May
26

Keeping the Dream Alive!



San Marcos pitcher Hailee Rios threw five scoreless innings in Thursday’s CIF-SS Division 4 quarterfinal victory over Beckman. Rios aided her cause with a two-run homer in the first inning of a 2-0 Royals victory.
VIC NEUMANN/NEWS-PRESS PHOTOS
Savannah Tait of San Marcos rips a first-inning double on Thursday, then scored on Hailee Rios’ two-run homer against Beckman.

May 26, 2017 5:33 AM

Hailee Rios can see the end of her San Marcos High softball career fast approaching.

But she’s also got the softball dead in her sights.

Rios continued her torrid playoff hitting, belting a two-run home run in the first inning and preserving that lead with five innings of one-hit pitching in the Royals’ 2-0 victory over visiting Beckman High in Thursday’s CIF-Southern Section Division 4 quarterfinal.

“I’m definitely seeing the ball a lot better than I was before,” said Rios, who got two of San Marcos’ three hits and is now 9-for-12 (.750) in the team’s three playoff victories – the most ever in school history.

Her prep career will continue for at least one more game on Tuesday when San Marcos (22-7) travels to Beaumont (21-8) for its first softball semifinal ever.

Rios boosted her batting average to .512 by going 2-for-3. Her big, first-inning blow was no surprise to Royals coach Jeff Swann even though it was just her third homer of the year.

“She hit .500 for the season, she just wasn’t getting the long ball,” Swann said. “There were a lot of balls that she hit during the season that never went above eye level, and were just literally on a rope, and were outs.

“She’s hit the ball hard all season. She hits them deep in practice and just hasn’t always hit them deep in games.”

Freshman Savannah Tait also connected on three big swings. The last two were run down by Beckman centerfielder Katelyn Pang, but she couldn’t catch up to Tait’s double to left-center with one out in the first.

“She’s so strong, she hits the ball hard like that,” Swann said. “Our top six can all hit them out.”

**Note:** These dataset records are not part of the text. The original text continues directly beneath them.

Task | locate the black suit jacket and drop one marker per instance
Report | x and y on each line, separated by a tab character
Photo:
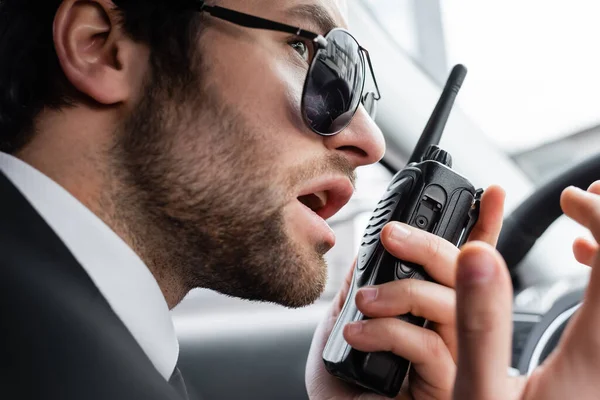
59	338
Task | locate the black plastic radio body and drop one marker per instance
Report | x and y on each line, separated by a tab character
426	194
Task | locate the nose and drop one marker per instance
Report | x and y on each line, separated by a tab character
362	142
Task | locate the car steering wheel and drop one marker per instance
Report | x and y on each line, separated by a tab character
520	232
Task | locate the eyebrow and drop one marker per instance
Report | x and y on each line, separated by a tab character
314	14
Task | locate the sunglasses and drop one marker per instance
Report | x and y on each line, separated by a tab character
334	85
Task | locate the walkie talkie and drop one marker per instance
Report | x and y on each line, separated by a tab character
426	194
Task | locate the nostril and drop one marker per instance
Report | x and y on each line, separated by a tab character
354	151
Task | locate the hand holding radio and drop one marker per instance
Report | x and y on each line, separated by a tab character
377	331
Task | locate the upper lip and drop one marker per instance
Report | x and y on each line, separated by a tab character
338	190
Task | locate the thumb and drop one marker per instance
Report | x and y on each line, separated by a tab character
484	323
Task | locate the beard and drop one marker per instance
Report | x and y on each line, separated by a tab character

Rios did just that moments later, staying back on a changeup from Patriots pitcher Christy Kelly before banging it well over Pang’s head in center.

“My father makes me practice a lot on changeups because people try to throw me off with it all the time,” she said, referring to Royals first-base coach A.J. Rios.

The homer brought her to within one of the team lead shared by juniors Hayley Fryklund and Aliyah Huerta-Leipner. Tait has also hit three, with the team total now up to 16.

“It IS (a competition),” Rios said with a laugh, “but it’s really nice to see the younger ones succeeding and doing so well.

“Compared to last year, Fry (Fryklund) has really stepped it up and her batting average is really good right now.”

Fryklund also snagged hard ground balls at third base for both the first and the last outs of the game.

“She’s just solid, coming up and getting balls that are going through the gap,” Swann said.

Rios retired Beckman’s first nine batters while notching seven of her nine strikeouts. The Patriots did get runners to second and third bases with one out in the fourth on a walk and a dropped throw, San Marcos’ only error of the game.

But freshman catcher Morgan Jensen plucked a tricky popup just off the backstop screen before Fryklund’s shoestring catch ended the inning.

“Mo is super-talented,” Swann said of Jensen. “She works hard. She’s working an extra three days a week outside of practice just on catching drills, so it pays off, there’s no question.”

The Patriots rallied again with one out in the fifth when Emma Herrera squirted their only hit to right field and Emily Wannenmacher walked. But Rios responded with a strikeout and a pop-out to end the threat.

The only time the team felt nervous, she inssited, was before the game started.

“There were a little bit of jitters because of how many people were in the stands for the girls, but right after the first inning, they settled in,” Rios said. “We did well.”

Huerta-Leipner showed a steady hand in relief to retire Beckman’s last six batters, two on strikeouts, to notch her seventh save of the season.

“She has so much spin – I don’t,” Rios said. “I’m more speed, and then my changeup. They really haven’t seen her spin, and she’s the opposite, so I think it was really good for her to come in.”

Pang did launch one of Huerta-Leipner’s first pitches into the left-field gap, but freshman centerfielder Claire Early caught it in stride.

“Claire Early is so fast, she runs everything down,” Swann said. “That could’ve been something, but she ran it down.”

San Marcos, which made the long drive to Hemet for its second-round game, must hit the playoff road for the third time in two weeks with a 185-mile drive for Tuesday’s game against a Beaumont team that has averaged 11.5 runs in its four playoff wins.

Swann preferred to look upon the bright side, noting that the trek would be “about 20 minutes shorter” than Hemet.

His girls, after all, has already gone farther than any other softball team in school history.